A unique discovery of the study, found that PKCα acts to integrate two temporally distinctive signaling pathways both known to be critical for synaptic plasticity. The first is BDNF mediated, a slower, diffuse signal developing over minutes and the second, is NMDA receptor mediated calcium influx, a spine-specific signal occurring in a matter of milliseconds and necessary to begin the rapid molecular cascade of synaptic plasticity. Adaptably responding to both of these signals, PKCα is able to sample recent synaptic history and integrate it with current synaptic events, enabling complex processing of information at the single spine level.
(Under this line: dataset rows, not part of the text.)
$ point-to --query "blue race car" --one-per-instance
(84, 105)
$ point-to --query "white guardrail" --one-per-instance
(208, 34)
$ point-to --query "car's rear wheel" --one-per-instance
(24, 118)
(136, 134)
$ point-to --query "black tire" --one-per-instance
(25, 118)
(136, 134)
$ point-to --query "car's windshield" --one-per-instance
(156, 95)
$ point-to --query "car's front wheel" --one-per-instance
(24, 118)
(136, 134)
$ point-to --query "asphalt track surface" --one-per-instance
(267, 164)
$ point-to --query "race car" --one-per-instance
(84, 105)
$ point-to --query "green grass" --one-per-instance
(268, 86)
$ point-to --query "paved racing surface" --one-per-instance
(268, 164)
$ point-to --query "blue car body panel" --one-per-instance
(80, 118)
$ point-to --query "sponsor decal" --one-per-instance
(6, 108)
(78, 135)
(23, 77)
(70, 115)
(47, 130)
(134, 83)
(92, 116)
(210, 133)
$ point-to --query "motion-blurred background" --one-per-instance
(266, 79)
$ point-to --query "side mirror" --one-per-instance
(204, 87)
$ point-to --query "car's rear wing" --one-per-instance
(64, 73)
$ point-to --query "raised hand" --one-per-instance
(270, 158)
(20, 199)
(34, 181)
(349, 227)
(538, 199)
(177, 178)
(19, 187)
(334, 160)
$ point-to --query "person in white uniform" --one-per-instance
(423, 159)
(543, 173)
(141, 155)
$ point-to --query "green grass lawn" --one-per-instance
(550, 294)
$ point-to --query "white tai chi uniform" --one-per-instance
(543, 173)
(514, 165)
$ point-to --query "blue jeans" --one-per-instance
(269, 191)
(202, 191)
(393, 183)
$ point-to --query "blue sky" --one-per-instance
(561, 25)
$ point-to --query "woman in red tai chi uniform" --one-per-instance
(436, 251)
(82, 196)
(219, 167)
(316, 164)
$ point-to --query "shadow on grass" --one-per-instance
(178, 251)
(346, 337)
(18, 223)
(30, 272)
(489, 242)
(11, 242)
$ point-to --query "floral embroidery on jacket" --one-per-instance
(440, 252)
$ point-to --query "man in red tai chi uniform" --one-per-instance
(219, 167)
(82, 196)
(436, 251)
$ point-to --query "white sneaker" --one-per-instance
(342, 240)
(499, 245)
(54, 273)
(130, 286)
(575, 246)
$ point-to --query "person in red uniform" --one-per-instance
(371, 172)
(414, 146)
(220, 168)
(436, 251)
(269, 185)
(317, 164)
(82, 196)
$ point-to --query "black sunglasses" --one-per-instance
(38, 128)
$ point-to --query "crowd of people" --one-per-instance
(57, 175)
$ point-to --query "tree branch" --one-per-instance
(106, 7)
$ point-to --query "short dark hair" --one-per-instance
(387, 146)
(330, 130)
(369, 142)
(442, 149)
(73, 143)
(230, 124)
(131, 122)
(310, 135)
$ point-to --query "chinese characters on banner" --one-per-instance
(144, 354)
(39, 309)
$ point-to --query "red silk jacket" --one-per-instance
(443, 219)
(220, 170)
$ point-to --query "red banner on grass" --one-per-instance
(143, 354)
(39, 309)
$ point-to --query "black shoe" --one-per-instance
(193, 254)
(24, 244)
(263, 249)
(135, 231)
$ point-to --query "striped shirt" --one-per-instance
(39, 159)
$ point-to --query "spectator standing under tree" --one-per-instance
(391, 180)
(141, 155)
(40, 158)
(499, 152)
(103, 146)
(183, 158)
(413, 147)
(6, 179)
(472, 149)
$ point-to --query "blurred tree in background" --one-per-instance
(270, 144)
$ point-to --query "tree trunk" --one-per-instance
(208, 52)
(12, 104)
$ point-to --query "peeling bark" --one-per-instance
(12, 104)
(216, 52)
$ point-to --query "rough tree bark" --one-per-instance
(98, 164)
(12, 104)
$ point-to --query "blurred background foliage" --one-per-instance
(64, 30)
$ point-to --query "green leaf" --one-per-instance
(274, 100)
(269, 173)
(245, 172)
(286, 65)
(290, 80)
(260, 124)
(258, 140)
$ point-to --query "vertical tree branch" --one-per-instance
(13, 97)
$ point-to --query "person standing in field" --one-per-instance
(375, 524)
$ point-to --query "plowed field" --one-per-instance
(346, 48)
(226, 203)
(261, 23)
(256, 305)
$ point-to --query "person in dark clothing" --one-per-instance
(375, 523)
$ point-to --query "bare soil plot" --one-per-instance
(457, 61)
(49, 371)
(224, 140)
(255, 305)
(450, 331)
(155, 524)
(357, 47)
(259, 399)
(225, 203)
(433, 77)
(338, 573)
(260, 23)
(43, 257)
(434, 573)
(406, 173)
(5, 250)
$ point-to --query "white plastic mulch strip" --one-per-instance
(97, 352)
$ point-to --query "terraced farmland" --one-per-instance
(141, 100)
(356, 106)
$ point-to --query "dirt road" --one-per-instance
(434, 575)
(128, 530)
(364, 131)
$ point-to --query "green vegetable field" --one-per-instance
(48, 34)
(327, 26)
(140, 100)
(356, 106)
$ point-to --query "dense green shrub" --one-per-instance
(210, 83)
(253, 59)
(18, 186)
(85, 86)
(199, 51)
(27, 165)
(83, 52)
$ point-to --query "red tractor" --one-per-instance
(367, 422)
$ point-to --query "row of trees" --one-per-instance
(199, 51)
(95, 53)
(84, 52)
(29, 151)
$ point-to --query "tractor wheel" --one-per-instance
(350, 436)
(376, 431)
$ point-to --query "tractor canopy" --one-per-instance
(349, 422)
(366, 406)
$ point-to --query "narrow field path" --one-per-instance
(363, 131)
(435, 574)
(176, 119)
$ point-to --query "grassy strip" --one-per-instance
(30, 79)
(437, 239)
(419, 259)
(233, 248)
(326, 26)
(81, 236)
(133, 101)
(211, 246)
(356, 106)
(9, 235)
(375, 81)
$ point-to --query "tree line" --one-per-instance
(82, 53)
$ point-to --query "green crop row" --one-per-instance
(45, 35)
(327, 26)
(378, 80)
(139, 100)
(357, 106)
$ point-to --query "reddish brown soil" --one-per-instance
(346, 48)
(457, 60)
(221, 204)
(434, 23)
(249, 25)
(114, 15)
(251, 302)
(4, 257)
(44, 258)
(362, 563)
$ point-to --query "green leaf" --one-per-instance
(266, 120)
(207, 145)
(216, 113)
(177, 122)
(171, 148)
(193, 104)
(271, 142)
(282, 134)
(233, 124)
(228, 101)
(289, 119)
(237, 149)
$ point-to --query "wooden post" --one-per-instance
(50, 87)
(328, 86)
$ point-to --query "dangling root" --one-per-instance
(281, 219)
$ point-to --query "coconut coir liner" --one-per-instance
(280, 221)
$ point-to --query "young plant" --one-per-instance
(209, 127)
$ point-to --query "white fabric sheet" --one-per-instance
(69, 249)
Investigating these intriguing findings further, the team was able to successfully link molecules to memory, uncovering that PKCα is required for efficiency of learning. Mice with PKCα removed from the brain, take a significantly longer amount of time to become proficient at a learning task than counterparts containing intact PKCα protein. Despite this lengthier learning curve, if given additional training, mice lacking PKCα will eventually learn the task just as well as wild type mice; supporting the notion that PKCα is critical for encoding a memory but may not play a significant role in the recall of a memory once it’s established.
This work represents a substantial advancement in the field, providing integral tools that will enable the disentanglement of complex signaling related to learning and memory. According to Dr. Colgan, “These newly developed sensors will have broad usage in neuroscience and cell biology alike, allowing the study of many complex signaling pathways that PKC has a hand in.”
This work was supported by National Institutes of Health, Max Planck Florida Institute for Neuroscience and Max Planck Society. The content of this article is solely the responsibility of the authors and does not necessarily represent the official views of the funding agencies.
Model of integration of TrkB and calcium signals to induce PKCα activation in paired and unpaired subthreshold stimulations. A subthreshold stimulus that was unable to induce plasticity was given alone (unpaired) or after a nearby plasticity-inducing stimulation (paired). Unpaired, the stimulus could not activate PKCα or induce plasticity. However, when paired with recent plasticity in a nearby spine, which induces a long-lasting, spreading TrkB activity, this same subthreshold stimulus led to PKCα activation and plasticity.
Lesley A Colgan, Mo Hu, Jaime A Misler, Paula Parra-Bueno, Corey M Moran, Michael Leitges, Ryohei Yasuda
Nature Neuroscience, July 16 2018, Early Release.